Acknowledgements

THINGS WE DID NOT KNOW about cricket in Australia made me curious and made me embark on this book. Soon after, sitting in front of my video cassette recorder, I was reminded of something we used to know but have forgotten: that a batsman, even a Test batsman, even a Test batsman who’s captain, can leap out of his crease and play strokes purely for the thrill and perfection of the stroke itself. For batting with so little regard for his own average, thank you Kim Hughes.

Old cricketers, cricket personalities and other characters in this story were honest and full of goodwill. Sometimes a long letter was help enough. In most instances they sat with me and talked, often passionately, about things they had puzzled over many times before but not in the company of someone holding a tape recorder. I am grateful to them all for their trust and kindness.
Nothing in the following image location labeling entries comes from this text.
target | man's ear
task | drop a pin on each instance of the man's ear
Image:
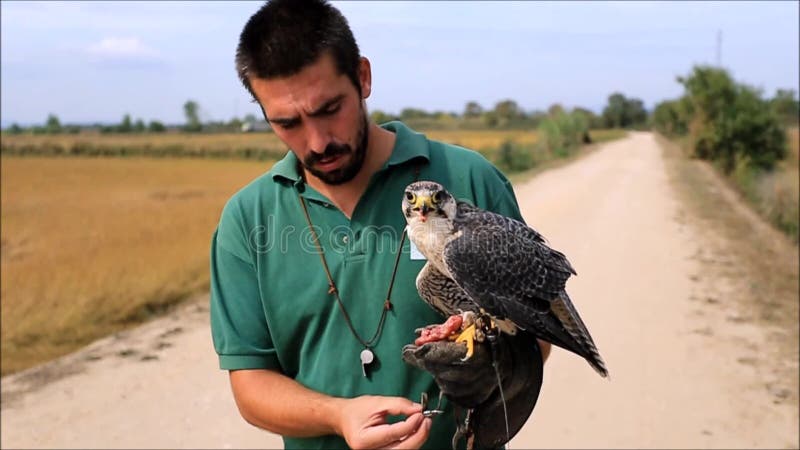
(365, 77)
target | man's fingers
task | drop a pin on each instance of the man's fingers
(400, 430)
(400, 406)
(417, 438)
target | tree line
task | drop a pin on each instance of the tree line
(620, 112)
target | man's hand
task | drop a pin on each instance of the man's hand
(363, 423)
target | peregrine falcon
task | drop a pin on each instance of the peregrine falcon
(482, 262)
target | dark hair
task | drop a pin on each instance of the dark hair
(285, 36)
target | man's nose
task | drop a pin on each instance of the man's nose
(318, 138)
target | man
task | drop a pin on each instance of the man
(304, 256)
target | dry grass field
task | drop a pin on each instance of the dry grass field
(90, 246)
(93, 245)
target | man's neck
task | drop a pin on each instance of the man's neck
(345, 196)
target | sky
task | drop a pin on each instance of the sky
(96, 61)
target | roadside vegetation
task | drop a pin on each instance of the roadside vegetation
(106, 226)
(750, 139)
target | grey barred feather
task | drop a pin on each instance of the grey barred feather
(501, 265)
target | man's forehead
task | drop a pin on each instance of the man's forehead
(306, 90)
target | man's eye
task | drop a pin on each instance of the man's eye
(332, 110)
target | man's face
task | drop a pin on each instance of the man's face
(320, 116)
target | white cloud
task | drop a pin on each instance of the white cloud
(121, 48)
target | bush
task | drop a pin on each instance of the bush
(730, 119)
(511, 157)
(561, 133)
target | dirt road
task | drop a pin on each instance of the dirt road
(682, 371)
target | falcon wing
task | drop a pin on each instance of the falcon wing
(442, 293)
(506, 268)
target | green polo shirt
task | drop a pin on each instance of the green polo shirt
(270, 307)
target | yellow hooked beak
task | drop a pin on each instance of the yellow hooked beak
(424, 205)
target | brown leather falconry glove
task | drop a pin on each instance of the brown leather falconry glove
(472, 384)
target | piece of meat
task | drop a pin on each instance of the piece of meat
(440, 332)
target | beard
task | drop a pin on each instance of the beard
(350, 169)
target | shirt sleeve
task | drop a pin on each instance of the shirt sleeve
(239, 327)
(504, 201)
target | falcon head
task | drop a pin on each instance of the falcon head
(424, 200)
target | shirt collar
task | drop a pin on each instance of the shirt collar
(408, 145)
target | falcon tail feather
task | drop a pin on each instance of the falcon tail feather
(563, 327)
(580, 333)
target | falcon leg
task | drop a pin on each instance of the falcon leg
(468, 336)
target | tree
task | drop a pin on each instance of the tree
(731, 122)
(15, 129)
(413, 113)
(53, 125)
(192, 112)
(125, 126)
(786, 106)
(507, 111)
(156, 127)
(473, 110)
(622, 112)
(379, 116)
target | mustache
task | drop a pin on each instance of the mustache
(331, 150)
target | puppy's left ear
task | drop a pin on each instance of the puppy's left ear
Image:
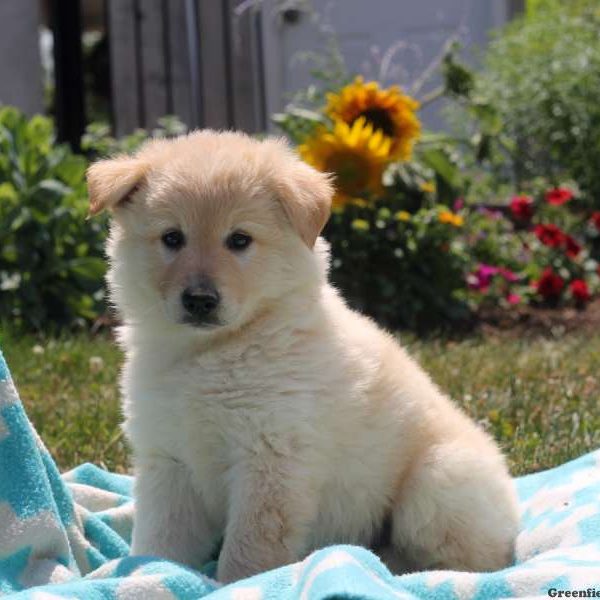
(305, 195)
(111, 182)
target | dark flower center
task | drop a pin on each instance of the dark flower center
(379, 119)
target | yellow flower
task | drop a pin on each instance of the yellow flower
(360, 225)
(451, 218)
(428, 187)
(355, 154)
(387, 110)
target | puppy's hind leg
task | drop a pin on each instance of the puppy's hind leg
(457, 509)
(170, 519)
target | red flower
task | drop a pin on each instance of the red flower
(572, 247)
(580, 290)
(550, 285)
(550, 235)
(521, 208)
(559, 196)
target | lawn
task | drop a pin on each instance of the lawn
(538, 397)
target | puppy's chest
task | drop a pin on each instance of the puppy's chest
(226, 411)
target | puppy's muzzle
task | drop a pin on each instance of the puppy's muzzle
(200, 304)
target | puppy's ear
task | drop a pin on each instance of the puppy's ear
(305, 195)
(113, 181)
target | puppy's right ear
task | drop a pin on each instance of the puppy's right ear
(112, 182)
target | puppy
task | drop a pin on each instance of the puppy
(261, 410)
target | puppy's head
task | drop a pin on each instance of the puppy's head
(209, 228)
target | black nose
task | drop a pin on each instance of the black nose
(200, 303)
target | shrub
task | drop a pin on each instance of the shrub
(535, 100)
(51, 260)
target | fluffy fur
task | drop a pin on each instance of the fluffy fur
(292, 422)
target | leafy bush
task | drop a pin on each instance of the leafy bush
(51, 264)
(51, 259)
(534, 103)
(404, 269)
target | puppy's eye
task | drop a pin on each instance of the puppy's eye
(238, 241)
(173, 239)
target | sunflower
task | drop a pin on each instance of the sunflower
(355, 154)
(386, 110)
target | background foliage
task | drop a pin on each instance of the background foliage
(52, 261)
(532, 107)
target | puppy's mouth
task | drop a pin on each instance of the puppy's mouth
(206, 323)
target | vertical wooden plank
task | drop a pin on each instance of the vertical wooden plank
(272, 56)
(123, 66)
(20, 64)
(153, 64)
(215, 73)
(179, 60)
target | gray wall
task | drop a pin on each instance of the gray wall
(20, 65)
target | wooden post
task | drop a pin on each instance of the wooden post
(68, 67)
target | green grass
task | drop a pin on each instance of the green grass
(539, 398)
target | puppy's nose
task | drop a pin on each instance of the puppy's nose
(200, 302)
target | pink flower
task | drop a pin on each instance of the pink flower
(559, 196)
(580, 291)
(481, 278)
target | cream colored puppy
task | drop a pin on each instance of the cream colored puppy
(262, 411)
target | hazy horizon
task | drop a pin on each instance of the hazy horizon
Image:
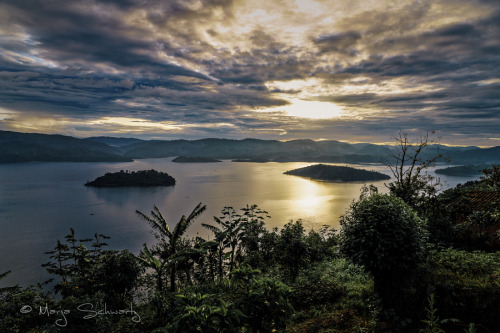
(356, 71)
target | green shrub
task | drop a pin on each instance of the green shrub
(383, 234)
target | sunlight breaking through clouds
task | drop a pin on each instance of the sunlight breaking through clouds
(342, 68)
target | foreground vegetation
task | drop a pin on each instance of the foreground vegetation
(337, 173)
(408, 261)
(134, 178)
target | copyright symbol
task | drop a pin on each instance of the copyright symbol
(26, 309)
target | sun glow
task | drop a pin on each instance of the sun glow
(313, 109)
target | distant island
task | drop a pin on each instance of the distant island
(190, 159)
(337, 173)
(463, 170)
(134, 178)
(255, 160)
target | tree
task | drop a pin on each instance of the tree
(382, 233)
(408, 161)
(170, 238)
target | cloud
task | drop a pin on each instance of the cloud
(211, 66)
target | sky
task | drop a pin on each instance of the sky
(349, 70)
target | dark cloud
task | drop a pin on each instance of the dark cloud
(175, 61)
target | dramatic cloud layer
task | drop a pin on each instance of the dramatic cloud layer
(347, 70)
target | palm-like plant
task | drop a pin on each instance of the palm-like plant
(171, 237)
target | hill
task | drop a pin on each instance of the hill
(24, 147)
(189, 159)
(337, 173)
(137, 178)
(463, 170)
(28, 147)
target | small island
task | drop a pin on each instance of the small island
(463, 170)
(337, 173)
(190, 159)
(134, 178)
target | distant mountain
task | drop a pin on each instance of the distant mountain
(337, 173)
(28, 147)
(189, 159)
(22, 147)
(463, 170)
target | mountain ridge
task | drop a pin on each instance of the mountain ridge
(25, 147)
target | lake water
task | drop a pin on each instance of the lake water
(40, 202)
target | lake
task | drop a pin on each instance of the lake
(40, 202)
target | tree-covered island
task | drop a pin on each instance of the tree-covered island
(337, 173)
(134, 178)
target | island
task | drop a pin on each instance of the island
(337, 173)
(463, 170)
(190, 159)
(134, 178)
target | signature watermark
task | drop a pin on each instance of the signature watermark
(87, 310)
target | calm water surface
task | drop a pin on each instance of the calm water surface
(39, 202)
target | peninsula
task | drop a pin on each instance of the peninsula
(134, 178)
(190, 159)
(337, 173)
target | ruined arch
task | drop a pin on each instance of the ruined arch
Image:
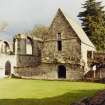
(8, 68)
(29, 46)
(61, 71)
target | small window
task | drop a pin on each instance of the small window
(59, 36)
(59, 45)
(29, 46)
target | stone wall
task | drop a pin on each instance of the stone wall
(50, 71)
(6, 58)
(71, 45)
(26, 60)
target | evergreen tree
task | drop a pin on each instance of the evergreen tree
(93, 22)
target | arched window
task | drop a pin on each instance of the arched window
(59, 42)
(7, 68)
(5, 47)
(61, 71)
(29, 46)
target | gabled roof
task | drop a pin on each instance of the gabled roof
(78, 30)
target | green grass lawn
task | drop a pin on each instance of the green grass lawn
(40, 92)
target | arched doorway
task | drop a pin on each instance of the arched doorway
(7, 68)
(61, 71)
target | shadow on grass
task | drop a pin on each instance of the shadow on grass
(64, 99)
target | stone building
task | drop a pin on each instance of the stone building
(62, 55)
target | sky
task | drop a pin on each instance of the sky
(19, 16)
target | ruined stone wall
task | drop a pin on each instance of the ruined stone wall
(71, 45)
(26, 60)
(6, 58)
(50, 71)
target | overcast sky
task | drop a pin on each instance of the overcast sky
(22, 15)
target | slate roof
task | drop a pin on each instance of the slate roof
(78, 30)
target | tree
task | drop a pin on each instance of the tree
(40, 31)
(93, 22)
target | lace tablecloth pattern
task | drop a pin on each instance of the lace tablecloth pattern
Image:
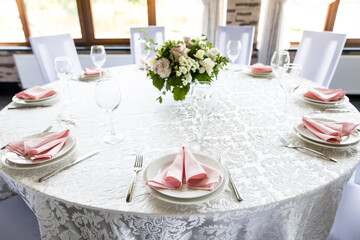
(287, 194)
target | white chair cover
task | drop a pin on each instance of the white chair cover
(243, 33)
(155, 33)
(47, 48)
(319, 54)
(18, 222)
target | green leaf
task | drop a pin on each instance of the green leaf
(180, 93)
(203, 77)
(158, 82)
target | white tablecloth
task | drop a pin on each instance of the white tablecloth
(287, 194)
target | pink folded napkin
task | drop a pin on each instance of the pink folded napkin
(324, 94)
(92, 71)
(35, 93)
(329, 131)
(41, 148)
(186, 169)
(260, 68)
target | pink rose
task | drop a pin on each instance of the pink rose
(162, 67)
(179, 51)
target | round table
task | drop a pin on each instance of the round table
(287, 194)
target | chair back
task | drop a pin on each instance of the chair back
(243, 33)
(319, 54)
(47, 48)
(155, 33)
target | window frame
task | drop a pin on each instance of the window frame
(330, 22)
(84, 9)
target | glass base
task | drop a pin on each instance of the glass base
(113, 139)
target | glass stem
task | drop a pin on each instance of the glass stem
(112, 130)
(201, 130)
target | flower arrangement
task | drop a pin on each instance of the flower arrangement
(179, 63)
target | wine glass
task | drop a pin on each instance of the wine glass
(233, 49)
(65, 69)
(98, 56)
(290, 80)
(203, 102)
(278, 61)
(108, 97)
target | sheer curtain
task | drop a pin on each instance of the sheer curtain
(272, 27)
(214, 16)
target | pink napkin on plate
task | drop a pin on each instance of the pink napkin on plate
(329, 131)
(324, 94)
(260, 68)
(92, 71)
(41, 148)
(35, 93)
(186, 169)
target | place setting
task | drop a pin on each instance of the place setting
(185, 177)
(39, 150)
(34, 97)
(259, 70)
(325, 98)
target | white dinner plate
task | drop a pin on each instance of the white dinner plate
(14, 158)
(259, 75)
(322, 103)
(11, 165)
(16, 99)
(350, 140)
(183, 195)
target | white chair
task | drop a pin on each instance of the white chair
(319, 54)
(18, 222)
(155, 33)
(47, 48)
(243, 33)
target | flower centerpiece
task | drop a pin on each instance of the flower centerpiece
(179, 63)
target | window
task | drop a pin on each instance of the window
(10, 23)
(341, 16)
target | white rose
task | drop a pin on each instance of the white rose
(183, 70)
(152, 61)
(200, 54)
(179, 51)
(208, 64)
(213, 53)
(162, 67)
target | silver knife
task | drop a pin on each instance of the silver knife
(236, 191)
(67, 166)
(24, 107)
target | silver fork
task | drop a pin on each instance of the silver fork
(137, 168)
(289, 145)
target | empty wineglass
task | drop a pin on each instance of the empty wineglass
(203, 103)
(290, 80)
(108, 98)
(233, 49)
(98, 56)
(278, 61)
(65, 69)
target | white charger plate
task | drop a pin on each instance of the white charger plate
(16, 99)
(14, 158)
(350, 140)
(183, 195)
(11, 165)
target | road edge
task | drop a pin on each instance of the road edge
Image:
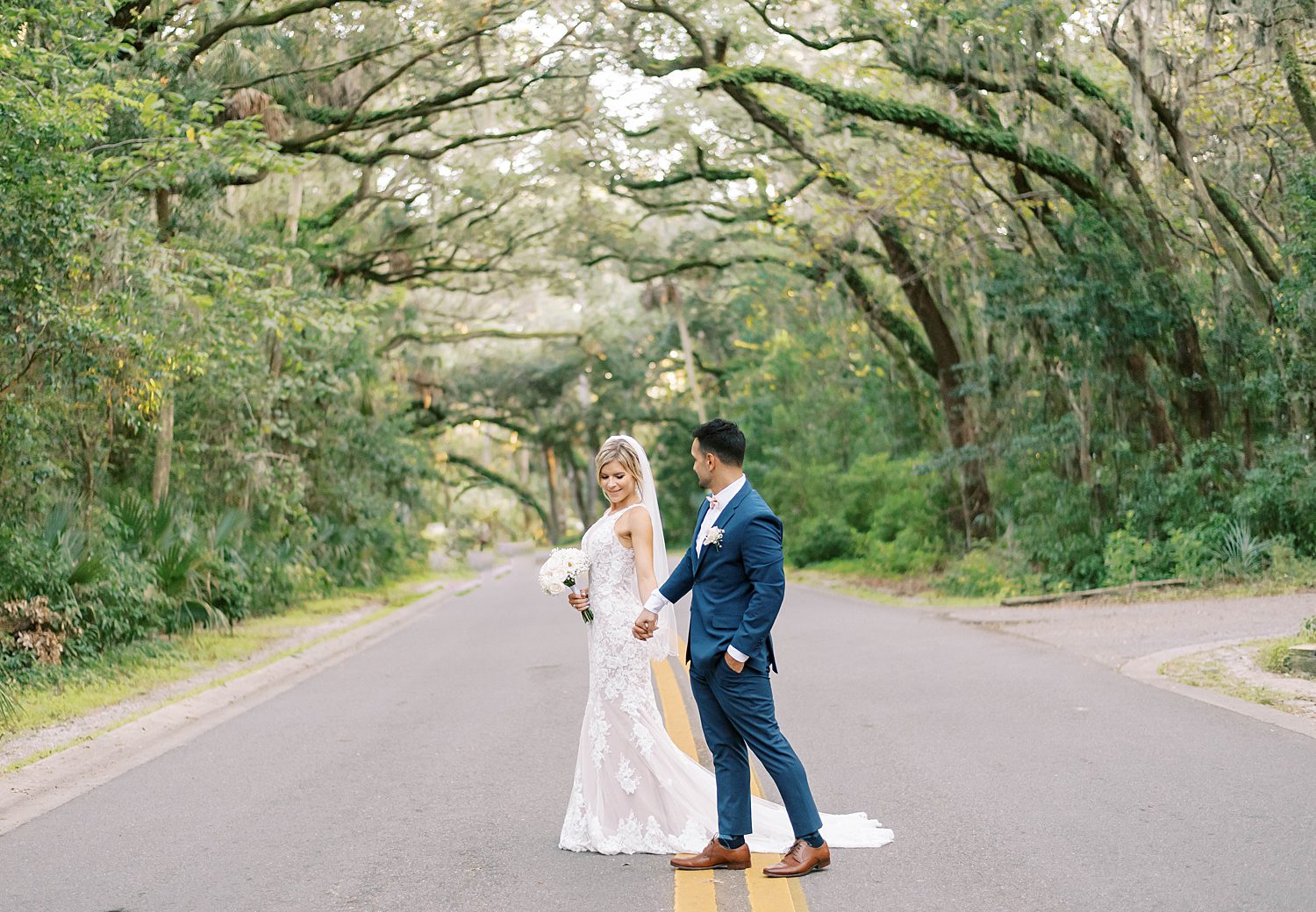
(1147, 669)
(39, 787)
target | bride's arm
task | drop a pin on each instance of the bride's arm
(642, 543)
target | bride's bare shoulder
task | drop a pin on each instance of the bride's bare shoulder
(636, 517)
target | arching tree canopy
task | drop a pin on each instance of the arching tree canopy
(968, 271)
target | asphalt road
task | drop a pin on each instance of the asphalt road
(431, 773)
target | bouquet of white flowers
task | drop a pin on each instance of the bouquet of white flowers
(562, 572)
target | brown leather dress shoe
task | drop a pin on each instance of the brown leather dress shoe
(799, 859)
(715, 854)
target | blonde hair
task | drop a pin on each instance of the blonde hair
(618, 450)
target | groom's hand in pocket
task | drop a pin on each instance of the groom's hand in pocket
(645, 625)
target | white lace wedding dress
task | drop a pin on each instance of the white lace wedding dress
(634, 790)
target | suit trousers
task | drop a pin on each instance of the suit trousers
(736, 712)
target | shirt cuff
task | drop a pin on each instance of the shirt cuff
(657, 602)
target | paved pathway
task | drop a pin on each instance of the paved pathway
(431, 772)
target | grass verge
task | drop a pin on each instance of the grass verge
(1213, 675)
(136, 670)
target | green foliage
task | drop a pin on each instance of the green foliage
(1240, 552)
(987, 572)
(820, 538)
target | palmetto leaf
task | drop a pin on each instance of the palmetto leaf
(1241, 553)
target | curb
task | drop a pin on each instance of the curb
(39, 787)
(1147, 670)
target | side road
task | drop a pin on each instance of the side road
(1140, 638)
(107, 752)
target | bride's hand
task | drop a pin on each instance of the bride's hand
(645, 625)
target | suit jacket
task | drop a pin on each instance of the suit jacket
(739, 585)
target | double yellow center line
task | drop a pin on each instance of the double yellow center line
(697, 891)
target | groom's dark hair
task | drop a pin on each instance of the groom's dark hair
(724, 439)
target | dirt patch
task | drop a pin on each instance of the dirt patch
(1234, 670)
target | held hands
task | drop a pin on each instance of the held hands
(645, 625)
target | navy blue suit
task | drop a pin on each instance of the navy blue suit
(739, 586)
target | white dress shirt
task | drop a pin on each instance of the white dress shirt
(716, 504)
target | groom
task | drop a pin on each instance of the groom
(734, 569)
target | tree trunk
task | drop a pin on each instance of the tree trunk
(978, 519)
(163, 217)
(1157, 416)
(689, 352)
(1298, 89)
(554, 531)
(163, 449)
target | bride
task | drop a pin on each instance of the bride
(634, 790)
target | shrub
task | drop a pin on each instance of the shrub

‘Should you write it? You have to write it,’ said my friend Andrew Hyde when I ran the idea, as I always do, by him. Once I was too far down the road to turn back, John Harms and Gideon Haigh reassured me that the road would indeed have an end and that the trip would be worthwhile. Gideon’s own books have done journalists near and far a favour: never again can someone dash off a lousy book on cricket and get away with it. Tim de Lisle has long been a good friend with an uncommon interest in the state of my sentences. Julia Matthews, John Rogers, Barry Nicholls, Mark Ray and Peter English always gave me whatever I was searching for, and then some. Thanks too to Stephen Gray, Geoff Lawson, Steven Lynch, Sambit Bal, John Benaud, Paul Daffey, Bill Reynolds, Lucas Carter and David Frith for their thoughtful nudges, and to Patrick Gallagher and Angela Handley at Allen & Unwin for their encouragement and good cheer in the face of all those blown-out deadlines.

So many hundreds of my recent days have been spent inside Australia’s libraries. Especially helpful were David Studham, always welcoming and wise, at the Melbourne Cricket Club library; Steve Howell at the State Library of Western Australia; Zsuzsi Szucs at the National Film and Sound Archive; and staff at ABC archives, Geraldton Library and the State Library of Victoria. Alexandra Payne, Michelle and Brett Robinson, and myriad Ryans (Belinda, Katharine, Cassie, Gemma, Susan, Xavier and Jayden) let a travelling journalist with no budget and a long list of interviewees come to stay. Monica Dux, Kris Mrksa, Jenny Macmillan, Mark Picinali, Sibylle Brautigam, Peter Delis, Anna and James Smallclough, Ellie Smith, Sam Pang and Shoppy Bailey were nice to a pretty dull friend.

Thanks, and sorry, to Mary Small most of all. When sneakers or jumpers grew holes, she’d come home with new ones. Mary lost her front room and someone to go out with at night and on weekends. She never lost her sunniness, her belief in me, her love, or her curls.